JERUSALEM — An ancient inscription memorializing Jer- usalem's salvation from Assyrian invaders 2,700 years ago is to be returned to the Holy Land from Turkey for study and public display.
Israel has been trying for about 20 years to recover the artifact, which marks one of the most important turning points in Hebrew history.
Assyrian forces under King Sennacherib controlled most of the Middle East in the early eighth century B.C. and were about to march on Jerusalem, where a defiant King Hezekiah ruled.
Anticipating a prolonged siege, Hezekiah ordered the construction of a tunnel connecting the city to the Gihon Spring outside its walls, ensuring a source of drinking water. The water collected inside the Judean capital at the Pool of Siloam, where centuries later Jesus is said in the Gospel of John to have cured a man who had been blind since birth.
An inscription inside the tunnel described the dramatic moment when stonecutters working from either end converged in the middle.
In 1880, a Jewish boy discovered the so-called Hezekiah Inscription, also known as the Siloam Inscription, engraved in ancient Hebrew letters in the tunnel's limestone wall.
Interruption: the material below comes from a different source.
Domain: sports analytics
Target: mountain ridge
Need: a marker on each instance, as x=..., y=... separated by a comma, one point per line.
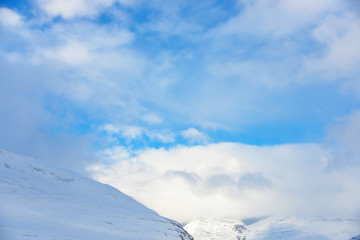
x=39, y=201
"A segment of the tunnel wall's surface had been flattened and smoothed so that the inscription could be carved into the limestone," said Gabriel Barkay, a senior archaeology lecturer at the Bar-Ilan University.
Mr. Barkay said Conrad Schick, a German national who had been living in Jerusalem since 1846, publicized the find. He made a papier-mache likeness known as a gypsum plate copy and photographed the inscription.
The date of the inscription was determined on the basis of its contents and historical context.
A Greek antiquities dealer tried to remove it from the tunnel wall, but succeeded only in breaking it into several pieces.